Putri duyung tersenyum
malu-malu, Joon Jae melotot kesal dan merapatkan jubah mandi yang ia pakai lalu
buru-buru pergi. Setelah Joon Jae pergi, Putri duyung malah senyum-senyum
sembari memainkan jarinya.
Joon Jae masuk kedalam kamar
dan langsung mengunci pintunya, “Dia sedang... bernafsu!”, ucapnya bergidik
ngeri. Sejenak, Joon Jae berdiri di depan kaca memandangi wajah tampannya,
sembari berpose seksi….
Putri duyung berkeliling
melihat ruang utama dan di kagetkan dengan bunyi ponsel Joon Jae. Putri duyung
mendekat memandangi benda yang terletak diatas meja itu dengan penasaran.
Cha Shi Ah menghembuskan
napas pelan ketika panggilannya tidak di jawab oleh Joon Jae. Ahn Jin Joo,
kakak ipar Shi Ah merasa penasaran dan tanya siapa yang Shi Ah hubung. “Apa dia
pria satu almamater KAIST denganmu itu?. Dia tidak menjawab teleponmu lagi?”.
Shi Ah terlihat kesal dan
memberitahu kalau dia akan kerja lembur di labotarium karena ada beberapa
barang benda penting yang datang. Jin Joo berpendapat alangkah baiknya kalau
Shi Ah kuliah kedokteran saja menjadi seorang dokter seperti yang ibunya
sarankan, “Dari pada kau memilih K-k-konserva- apapun yang kau bilang itu...”.
Jin Joo kesulitan mengeja
jurusan yang Shi Ah pelajari. Shi Ah menjelaskan dengan percaya diri bahwa ilmu
konservasi yang ia pelajari adalah ilmu kesehatan yang bisa memperpanjang
kehidupan manusia, Maka ilmu konservasi merupakan pekerjaan penting yang
memperpanjang warisan budaya umat manusia.
Namun Jin Joo tetap
menganggap konservasi bukanlah pekerjaan penting. Setengah mengolok, ia
mempersilahkan Shi Ah pergi untuk memperpanjang nyawa pot keramik, batu tinta
dan semacamnya itu. Shi Ah tersenyum masam lalu pergi.
Setelah Shi Ah pergi, Yoo
Ran yang sedang melipat pakaian dan mendengar pembicaraan mereka bertanya pada Jin
Joo. Apa bibi Ji Hyeon (Shi Ah) lulusan KAIST?. Jin Joo membenarkan dan berkata
karena itulah Shi Ah berlagak sok hebat sepanjang waktu. Jin Joo lalu bertanya
kenapa Yoo Ran menanyakan hal itu
Yoo Ran berkata kalau
putranya juga lulusan dari KAIST. Jin Joo langsung tahu, pasti yang dimaksud adalah putra tampan yang sering Yoo Ran bangga-banggakan itu. Yoo Ran
mengiyakan dan bercerita waktu putranya masih kecil, matanya begitu indah.

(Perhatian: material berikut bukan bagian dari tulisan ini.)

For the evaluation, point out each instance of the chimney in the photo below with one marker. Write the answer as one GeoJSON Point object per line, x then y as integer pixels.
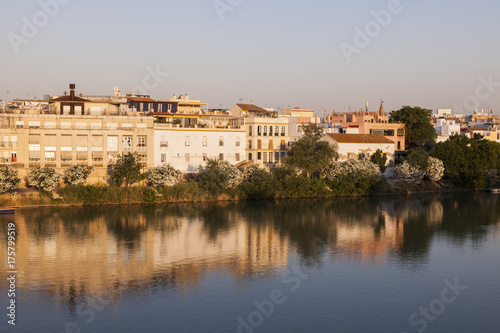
{"type": "Point", "coordinates": [72, 91]}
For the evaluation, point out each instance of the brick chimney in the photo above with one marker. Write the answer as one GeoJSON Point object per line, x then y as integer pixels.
{"type": "Point", "coordinates": [72, 91]}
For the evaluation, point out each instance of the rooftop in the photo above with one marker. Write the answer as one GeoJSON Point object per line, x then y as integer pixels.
{"type": "Point", "coordinates": [360, 138]}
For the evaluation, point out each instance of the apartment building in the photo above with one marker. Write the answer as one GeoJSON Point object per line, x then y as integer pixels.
{"type": "Point", "coordinates": [366, 122]}
{"type": "Point", "coordinates": [74, 130]}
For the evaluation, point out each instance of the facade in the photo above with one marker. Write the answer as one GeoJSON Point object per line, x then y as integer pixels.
{"type": "Point", "coordinates": [268, 139]}
{"type": "Point", "coordinates": [187, 148]}
{"type": "Point", "coordinates": [368, 123]}
{"type": "Point", "coordinates": [359, 146]}
{"type": "Point", "coordinates": [71, 132]}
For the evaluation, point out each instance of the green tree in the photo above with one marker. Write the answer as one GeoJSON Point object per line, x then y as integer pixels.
{"type": "Point", "coordinates": [468, 160]}
{"type": "Point", "coordinates": [418, 157]}
{"type": "Point", "coordinates": [418, 127]}
{"type": "Point", "coordinates": [9, 179]}
{"type": "Point", "coordinates": [45, 179]}
{"type": "Point", "coordinates": [127, 169]}
{"type": "Point", "coordinates": [310, 153]}
{"type": "Point", "coordinates": [78, 174]}
{"type": "Point", "coordinates": [379, 159]}
{"type": "Point", "coordinates": [218, 176]}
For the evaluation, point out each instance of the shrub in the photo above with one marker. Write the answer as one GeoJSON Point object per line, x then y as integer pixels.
{"type": "Point", "coordinates": [352, 177]}
{"type": "Point", "coordinates": [379, 159]}
{"type": "Point", "coordinates": [353, 168]}
{"type": "Point", "coordinates": [435, 169]}
{"type": "Point", "coordinates": [164, 175]}
{"type": "Point", "coordinates": [45, 179]}
{"type": "Point", "coordinates": [127, 170]}
{"type": "Point", "coordinates": [259, 184]}
{"type": "Point", "coordinates": [218, 176]}
{"type": "Point", "coordinates": [409, 173]}
{"type": "Point", "coordinates": [78, 174]}
{"type": "Point", "coordinates": [9, 179]}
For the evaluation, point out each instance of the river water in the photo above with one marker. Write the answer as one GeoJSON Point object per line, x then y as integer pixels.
{"type": "Point", "coordinates": [388, 264]}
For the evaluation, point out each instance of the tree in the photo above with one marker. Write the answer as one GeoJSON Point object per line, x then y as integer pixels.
{"type": "Point", "coordinates": [77, 174]}
{"type": "Point", "coordinates": [435, 169]}
{"type": "Point", "coordinates": [9, 179]}
{"type": "Point", "coordinates": [409, 173]}
{"type": "Point", "coordinates": [219, 175]}
{"type": "Point", "coordinates": [127, 169]}
{"type": "Point", "coordinates": [379, 159]}
{"type": "Point", "coordinates": [418, 158]}
{"type": "Point", "coordinates": [310, 153]}
{"type": "Point", "coordinates": [164, 175]}
{"type": "Point", "coordinates": [468, 159]}
{"type": "Point", "coordinates": [418, 127]}
{"type": "Point", "coordinates": [45, 179]}
{"type": "Point", "coordinates": [351, 176]}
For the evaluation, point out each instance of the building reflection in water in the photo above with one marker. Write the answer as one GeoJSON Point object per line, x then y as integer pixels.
{"type": "Point", "coordinates": [73, 254]}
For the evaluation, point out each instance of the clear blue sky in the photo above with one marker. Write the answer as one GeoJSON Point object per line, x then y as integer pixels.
{"type": "Point", "coordinates": [271, 52]}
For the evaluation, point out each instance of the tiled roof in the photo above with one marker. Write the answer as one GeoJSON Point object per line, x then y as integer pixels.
{"type": "Point", "coordinates": [360, 138]}
{"type": "Point", "coordinates": [252, 108]}
{"type": "Point", "coordinates": [142, 99]}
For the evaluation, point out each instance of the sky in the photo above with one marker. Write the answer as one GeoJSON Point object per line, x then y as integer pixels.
{"type": "Point", "coordinates": [321, 54]}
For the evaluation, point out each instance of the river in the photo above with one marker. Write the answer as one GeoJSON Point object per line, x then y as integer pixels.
{"type": "Point", "coordinates": [422, 263]}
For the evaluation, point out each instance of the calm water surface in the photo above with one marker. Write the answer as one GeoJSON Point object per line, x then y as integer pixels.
{"type": "Point", "coordinates": [409, 264]}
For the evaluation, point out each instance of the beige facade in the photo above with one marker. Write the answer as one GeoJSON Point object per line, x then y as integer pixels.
{"type": "Point", "coordinates": [267, 139]}
{"type": "Point", "coordinates": [60, 141]}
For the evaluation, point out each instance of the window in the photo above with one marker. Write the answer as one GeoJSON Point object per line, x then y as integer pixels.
{"type": "Point", "coordinates": [163, 141]}
{"type": "Point", "coordinates": [34, 124]}
{"type": "Point", "coordinates": [141, 143]}
{"type": "Point", "coordinates": [126, 142]}
{"type": "Point", "coordinates": [50, 156]}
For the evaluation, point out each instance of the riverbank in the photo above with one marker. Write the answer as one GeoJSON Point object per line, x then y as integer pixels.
{"type": "Point", "coordinates": [192, 192]}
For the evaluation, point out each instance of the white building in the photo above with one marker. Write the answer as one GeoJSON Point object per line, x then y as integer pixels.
{"type": "Point", "coordinates": [447, 128]}
{"type": "Point", "coordinates": [358, 146]}
{"type": "Point", "coordinates": [188, 148]}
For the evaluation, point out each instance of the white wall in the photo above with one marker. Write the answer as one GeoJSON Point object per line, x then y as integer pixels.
{"type": "Point", "coordinates": [175, 153]}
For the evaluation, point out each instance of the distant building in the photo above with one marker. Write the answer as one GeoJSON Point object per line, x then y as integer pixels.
{"type": "Point", "coordinates": [359, 146]}
{"type": "Point", "coordinates": [367, 123]}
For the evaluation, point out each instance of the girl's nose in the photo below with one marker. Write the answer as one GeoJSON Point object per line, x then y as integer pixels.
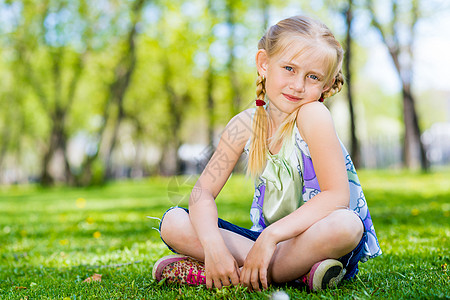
{"type": "Point", "coordinates": [298, 84]}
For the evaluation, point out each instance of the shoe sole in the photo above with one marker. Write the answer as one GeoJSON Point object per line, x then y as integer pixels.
{"type": "Point", "coordinates": [326, 274]}
{"type": "Point", "coordinates": [163, 262]}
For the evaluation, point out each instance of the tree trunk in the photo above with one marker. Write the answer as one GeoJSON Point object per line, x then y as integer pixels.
{"type": "Point", "coordinates": [354, 146]}
{"type": "Point", "coordinates": [414, 150]}
{"type": "Point", "coordinates": [124, 71]}
{"type": "Point", "coordinates": [231, 66]}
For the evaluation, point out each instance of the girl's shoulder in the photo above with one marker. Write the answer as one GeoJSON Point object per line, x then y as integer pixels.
{"type": "Point", "coordinates": [313, 118]}
{"type": "Point", "coordinates": [239, 129]}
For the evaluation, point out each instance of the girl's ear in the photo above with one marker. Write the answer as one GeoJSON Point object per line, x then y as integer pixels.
{"type": "Point", "coordinates": [262, 61]}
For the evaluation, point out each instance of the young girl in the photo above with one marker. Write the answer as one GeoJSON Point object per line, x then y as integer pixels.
{"type": "Point", "coordinates": [310, 218]}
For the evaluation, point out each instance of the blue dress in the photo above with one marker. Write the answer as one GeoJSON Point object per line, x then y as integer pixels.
{"type": "Point", "coordinates": [296, 156]}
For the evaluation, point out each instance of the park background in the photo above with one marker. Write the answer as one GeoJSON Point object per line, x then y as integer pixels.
{"type": "Point", "coordinates": [110, 109]}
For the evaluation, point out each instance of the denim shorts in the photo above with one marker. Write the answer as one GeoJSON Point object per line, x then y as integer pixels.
{"type": "Point", "coordinates": [349, 261]}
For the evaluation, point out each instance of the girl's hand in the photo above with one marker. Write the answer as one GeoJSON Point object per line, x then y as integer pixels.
{"type": "Point", "coordinates": [257, 262]}
{"type": "Point", "coordinates": [221, 269]}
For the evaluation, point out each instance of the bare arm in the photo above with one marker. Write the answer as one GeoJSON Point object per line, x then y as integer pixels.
{"type": "Point", "coordinates": [221, 268]}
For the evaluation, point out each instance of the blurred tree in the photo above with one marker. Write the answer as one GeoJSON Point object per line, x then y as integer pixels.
{"type": "Point", "coordinates": [52, 66]}
{"type": "Point", "coordinates": [178, 39]}
{"type": "Point", "coordinates": [348, 59]}
{"type": "Point", "coordinates": [398, 34]}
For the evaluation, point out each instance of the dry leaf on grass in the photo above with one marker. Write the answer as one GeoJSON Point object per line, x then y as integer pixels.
{"type": "Point", "coordinates": [95, 277]}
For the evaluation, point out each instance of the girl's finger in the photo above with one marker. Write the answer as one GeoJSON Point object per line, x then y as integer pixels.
{"type": "Point", "coordinates": [254, 280]}
{"type": "Point", "coordinates": [263, 278]}
{"type": "Point", "coordinates": [208, 282]}
{"type": "Point", "coordinates": [217, 283]}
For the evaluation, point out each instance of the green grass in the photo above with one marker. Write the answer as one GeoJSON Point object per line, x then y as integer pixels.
{"type": "Point", "coordinates": [52, 239]}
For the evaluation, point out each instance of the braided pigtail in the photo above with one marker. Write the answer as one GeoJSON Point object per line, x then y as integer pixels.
{"type": "Point", "coordinates": [258, 145]}
{"type": "Point", "coordinates": [336, 87]}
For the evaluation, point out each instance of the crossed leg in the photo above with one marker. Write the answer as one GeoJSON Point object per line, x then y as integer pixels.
{"type": "Point", "coordinates": [332, 237]}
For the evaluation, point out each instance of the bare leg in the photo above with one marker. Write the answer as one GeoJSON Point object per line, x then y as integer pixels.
{"type": "Point", "coordinates": [332, 237]}
{"type": "Point", "coordinates": [178, 232]}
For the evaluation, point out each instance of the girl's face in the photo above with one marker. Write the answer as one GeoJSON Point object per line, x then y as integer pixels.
{"type": "Point", "coordinates": [294, 78]}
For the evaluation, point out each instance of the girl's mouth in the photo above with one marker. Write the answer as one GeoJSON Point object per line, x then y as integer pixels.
{"type": "Point", "coordinates": [291, 98]}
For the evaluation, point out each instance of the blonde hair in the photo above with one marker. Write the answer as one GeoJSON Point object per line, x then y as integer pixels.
{"type": "Point", "coordinates": [275, 40]}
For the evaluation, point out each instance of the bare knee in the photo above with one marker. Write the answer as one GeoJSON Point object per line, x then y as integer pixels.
{"type": "Point", "coordinates": [173, 225]}
{"type": "Point", "coordinates": [347, 229]}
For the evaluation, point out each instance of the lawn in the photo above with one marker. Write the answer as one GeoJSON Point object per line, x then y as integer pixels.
{"type": "Point", "coordinates": [51, 240]}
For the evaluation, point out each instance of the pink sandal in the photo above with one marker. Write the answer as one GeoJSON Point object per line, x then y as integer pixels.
{"type": "Point", "coordinates": [179, 269]}
{"type": "Point", "coordinates": [324, 274]}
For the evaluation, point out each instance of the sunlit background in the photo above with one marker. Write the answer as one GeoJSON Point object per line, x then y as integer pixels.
{"type": "Point", "coordinates": [98, 90]}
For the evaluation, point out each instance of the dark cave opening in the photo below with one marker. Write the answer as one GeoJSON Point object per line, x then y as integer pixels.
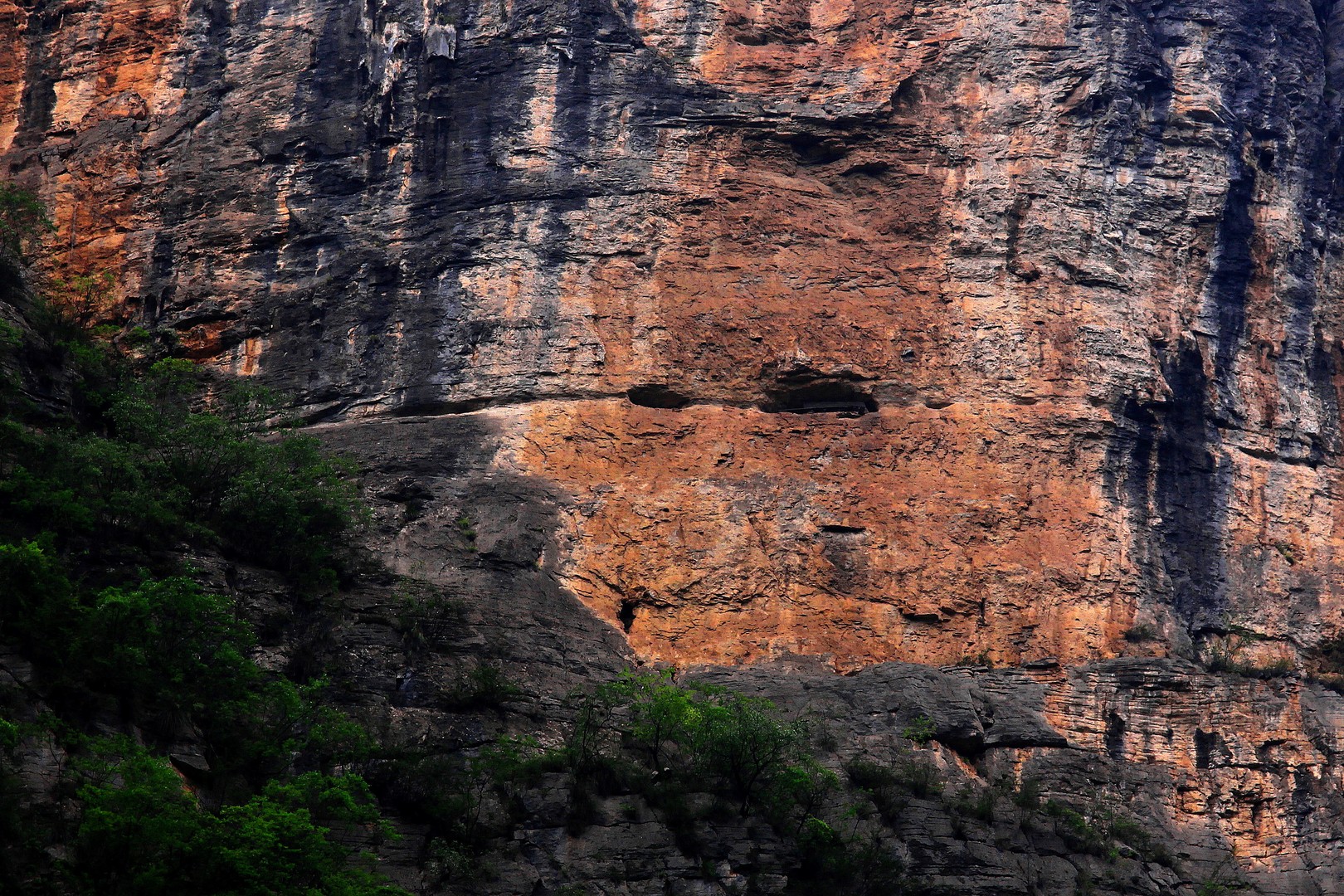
{"type": "Point", "coordinates": [657, 395]}
{"type": "Point", "coordinates": [821, 397]}
{"type": "Point", "coordinates": [626, 616]}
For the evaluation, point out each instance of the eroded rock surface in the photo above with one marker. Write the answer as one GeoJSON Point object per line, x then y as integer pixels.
{"type": "Point", "coordinates": [859, 329]}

Sungguh sulit mengajak putranya jalan-jalan, karena orang-orang langsung
menghampiri mereka dan bertanya apa mereka bisa memeluk atau memegang putranya.
“Anakmu juga anak yang
pintar, kan?”. Pasti dulu susah ya, bagi naga yang dilahirkan di sungai kecil.
(Sulit bagi gelandangan menjadi orang kaya)”,ucap Jin Joo menyindir
“Itu bukan sungai kecil tapi
itu adalah lautan yang luas dan biru”, ucap Yoo Ran menjelaskan dengan
pandangan menerawang.
Jin Joo tidak percaya dan
tanya apa Yoo Ran memiliki latar belakang hebat yang belum ia ketahui. Yoo Ran
langsung tutup mulut dan membawa lipatan pakaian ke atas. Jin Joo kesal, sikap
macam apa itu, Jin Joo menilai apa yang dikatakan Yoo Ran hanyalah omong kosong
untuk mempertahankan gengsinya.
Telepon Jin Joo bordering,
ia langsung menjawabnya dan tertawa senang ketika mendengar kabar kalau Ny.
Jang Ji Ok menjadi korban penipuan.
Dengan enteng Han Sung Taen
menyarankan agar Ny. Jang mengubah namanya, hanya membutuhkan waktu seminggu
untuk mengurus segala administrasi.
“Kau mau cari mati!”, ucap
Ny. Jang berdiri kesal. Han Tung Sae dan beberapa anak buah lain langsung
berlutut takut menghadapi kemarahan Ny. Jang.
Ny. Jang berusaha
mendinginkan kepalanya dan berpikir jernih untuk mencari solusi dari permasalah
ini. Buru-buru Han Sung Taen memberikan minum untuk istrinya. Setelah merasa
agak baikan, Ny. Jang tanya apa yang
harus mereka lakukan sekarang. Salah satu dari anak buahnya menyarankan Ny.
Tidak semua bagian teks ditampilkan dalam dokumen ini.